In 1999, ANZ Stadium hosted eventual champions Australia in their Davis Cup Semi-Final win over Russia 4–1. Temporary grass courts were erected up one end of the field and temporary stands on 3 sides. The crowd capacity for this event was 10, 600. 1999 Australian Open Champion and Russian Davis Cup player Yevgeny Kafelnikov described the court "like playing on a potato field" and "that court is just not acceptable for this kind of event."

In 2002, ownership transferred to the Queensland Government Major Sports Facilities Authority and the venue was given its present name.

While the athletics facilities are well utilised, the stands at the stadium have largely stood empty and unused since the Broncos returned to a redeveloped Lang Park in 2003.

The stadium has hosted a number of events, including:
11 editions of the Australian Championships in Athletics, the most of any existing venue
1982 – 1982 Commonwealth Games
1985 – Bruce Springsteen & The E Street Band – 31 March 1985
1986 – Dire Straits, Brothers-in-Arms tour – 27 March 1986
1993 – U2 with Big Audio Dynamite II and Kim Salmon and the Surrealists – 20 November 1993
1993 – Madonna – 24 November 1993
1994 – 1994 Rugby League World Club Challenge
1995 – The Rolling Stones – 12 April 1995
1995 – The Eagles – 24 November 1995
1996 – Michael Jackson HIStory World Tour, 40,000 people – 19 November 1996
1997 – Super League Grand Final 1997
1998 – U2 with Sidewinder – 25 February 1998
1999 – 1999 Davis Cup Semi-Final tie vs.
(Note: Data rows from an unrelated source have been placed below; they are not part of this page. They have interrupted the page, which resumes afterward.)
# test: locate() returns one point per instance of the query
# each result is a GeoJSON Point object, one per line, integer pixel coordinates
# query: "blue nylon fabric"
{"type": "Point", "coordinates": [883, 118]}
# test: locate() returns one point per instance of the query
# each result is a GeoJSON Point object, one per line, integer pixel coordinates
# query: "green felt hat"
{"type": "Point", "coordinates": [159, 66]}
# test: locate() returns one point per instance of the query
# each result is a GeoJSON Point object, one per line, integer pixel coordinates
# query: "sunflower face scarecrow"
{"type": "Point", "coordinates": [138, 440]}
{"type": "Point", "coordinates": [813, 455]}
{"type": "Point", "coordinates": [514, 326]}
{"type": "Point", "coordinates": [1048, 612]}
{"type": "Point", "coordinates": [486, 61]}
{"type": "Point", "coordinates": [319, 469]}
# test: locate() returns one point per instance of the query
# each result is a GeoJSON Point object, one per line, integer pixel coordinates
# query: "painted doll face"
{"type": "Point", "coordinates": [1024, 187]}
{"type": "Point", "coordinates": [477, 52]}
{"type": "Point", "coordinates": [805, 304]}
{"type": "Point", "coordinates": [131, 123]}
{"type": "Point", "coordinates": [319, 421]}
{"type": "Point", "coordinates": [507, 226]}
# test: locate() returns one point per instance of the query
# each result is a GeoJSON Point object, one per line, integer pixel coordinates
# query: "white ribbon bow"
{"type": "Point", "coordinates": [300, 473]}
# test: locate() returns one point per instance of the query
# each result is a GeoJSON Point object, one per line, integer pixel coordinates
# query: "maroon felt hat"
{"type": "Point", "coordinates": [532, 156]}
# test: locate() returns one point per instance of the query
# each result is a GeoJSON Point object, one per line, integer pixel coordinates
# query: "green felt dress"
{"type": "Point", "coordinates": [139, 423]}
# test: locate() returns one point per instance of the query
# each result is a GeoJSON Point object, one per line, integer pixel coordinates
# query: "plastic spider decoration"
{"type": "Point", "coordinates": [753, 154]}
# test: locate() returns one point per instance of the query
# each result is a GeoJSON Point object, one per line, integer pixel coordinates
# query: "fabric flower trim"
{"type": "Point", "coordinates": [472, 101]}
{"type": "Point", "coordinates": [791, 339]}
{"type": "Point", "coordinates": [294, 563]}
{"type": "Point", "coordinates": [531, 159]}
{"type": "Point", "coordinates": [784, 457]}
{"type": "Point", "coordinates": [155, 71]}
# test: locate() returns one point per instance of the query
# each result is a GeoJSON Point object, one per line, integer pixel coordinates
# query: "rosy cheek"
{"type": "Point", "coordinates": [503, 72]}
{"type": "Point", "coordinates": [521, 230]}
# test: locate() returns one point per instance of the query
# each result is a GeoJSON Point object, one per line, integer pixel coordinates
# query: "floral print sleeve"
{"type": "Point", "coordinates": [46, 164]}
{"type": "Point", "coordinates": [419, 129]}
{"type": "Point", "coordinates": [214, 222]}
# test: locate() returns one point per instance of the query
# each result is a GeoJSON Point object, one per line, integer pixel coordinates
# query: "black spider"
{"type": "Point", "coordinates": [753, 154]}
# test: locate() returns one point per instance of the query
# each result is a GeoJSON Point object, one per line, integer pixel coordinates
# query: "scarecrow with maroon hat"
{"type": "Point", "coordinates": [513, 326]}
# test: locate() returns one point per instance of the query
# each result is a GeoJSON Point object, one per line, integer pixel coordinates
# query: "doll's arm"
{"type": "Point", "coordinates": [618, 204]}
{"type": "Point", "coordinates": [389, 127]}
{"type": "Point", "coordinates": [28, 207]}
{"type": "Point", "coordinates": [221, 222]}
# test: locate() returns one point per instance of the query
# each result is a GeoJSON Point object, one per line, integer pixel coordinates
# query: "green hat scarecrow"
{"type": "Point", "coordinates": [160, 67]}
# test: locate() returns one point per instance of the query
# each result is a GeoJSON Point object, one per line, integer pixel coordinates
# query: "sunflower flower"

Russia
2001 – Goodwill Games
2001/2002 – State of Origin series games
2002 – An assignment on the third season of The Mole, filmed in early 2002, where the contestants had to draw an animal using the painting machines normally used to mark the playing fields.
2006 – U2 with Kanye West – 7 November 2006
2009 – Pearl Jam with Relentless7 – 25 November 2009
2010 – AC/DC with Wolfmother – 25 and 27 February 2010
2010–2011 –  This venue served as an evacuation centre for residents affected by the 2010–2011 Queensland floods
2014 – Matildas vs Brazil – 6 and 9 April 2014
2014 – 2014 FFA Cup round of 16 match between Olympic FC and Central Coast Mariners – 16 September 2014
2015 – AC/DC with The Hives – 12 and 27 November 2015
2017 – Guns N' Roses with Rose Tattoo – 7 February 2017
2018 – International friendly football match between South Korea and Uzbekistan – 20 November 2018
2018 – Bon Jovi, This House Is Not For Sale Tour – 6 December 2018
2019 – Eminem with Hilltop Hoods – 20 February 2019

The stadium is still actively used by athletes at a local, State and National level Many local clubs such as Thompson Estate and Eastern Suburbs Athletics use it regularly for training.

The stadium has also permitted students of the neighbouring Griffith University (Nathan campus) to use its expansive carpark, free of charge. This is due to the relatively low availability of parking as well as the cost of parking on the campus (there is no free parking). Students who don't mind the ten-minute walk from the stadium take advantage of the large carpark.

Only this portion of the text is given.